Dixon v. Conway

425 S.E.2d 651 | Ga. | 1993

262 Ga. 709 (1993)
425 S.E.2d 651

DIXON et al.
v.
CONWAY.

S92A1443.

Supreme Court of Georgia.

Decided February 5, 1993.

Clarence L. Martin, for appellants.

Wiseman, Blackburn & Futrell, James B. Blackburn, Jr., Douglas M. Robinson, for appellee.

HUNT, Presiding Justice.

The Dixons sought to redeem real property sold at a tax sale and *710 filed suit for legal and equitable relief to compel Conway to convey by quitclaim deed whatever interest in the Dixons' home he had acquired by the sheriff's tax deed. The trial court granted Conway's motion to dismiss. We reverse.

The Dixons contend that because Conway failed to follow the notice requirements of OCGA § 48-4-46, Conway's motion to dismiss should not have been granted. OCGA § 48-4-46 requires a purchaser at a tax sale to deliver to the sheriff of the county in which the land is located the notice and a list of persons to be served at least 45 days before the date set in the notice for the expiration of the right to redeem.

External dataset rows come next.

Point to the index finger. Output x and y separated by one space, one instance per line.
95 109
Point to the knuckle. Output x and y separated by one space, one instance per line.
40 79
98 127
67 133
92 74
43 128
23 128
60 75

Within 15 days of delivery to him, the sheriff is required to personally serve notice on the persons included on the list. Thus, persons on the list are entitled to receive notice of the foreclosure of the right to redeem at least 30 days in advance of the final date. Laws of this state governing the right to redeem are to be construed liberally and most favorably to persons allowed by the statute to redeem. Union Central Life Ins. Co. v. Bank of Tignall, 182 Ga. 233, 235 (185 S.E. 108) (1935). James Dixon was served on March 9, 1992; the notice of the bar of redemption listed March 31, 1992 as the final redemption date. As James Dixon was not provided advance notice of 30 days as required by the statute, the bar of redemption must be set aside and the Dixons must be given an opportunity to redeem the property.

Our resolution of this point makes consideration of the remaining enumerations of error unnecessary.

Judgment reversed. Clarke, C. J., Benham, Fletcher, Sears-Collins, JJ., and Judge Ben J. Miller concur; Hunstein, J., not participating.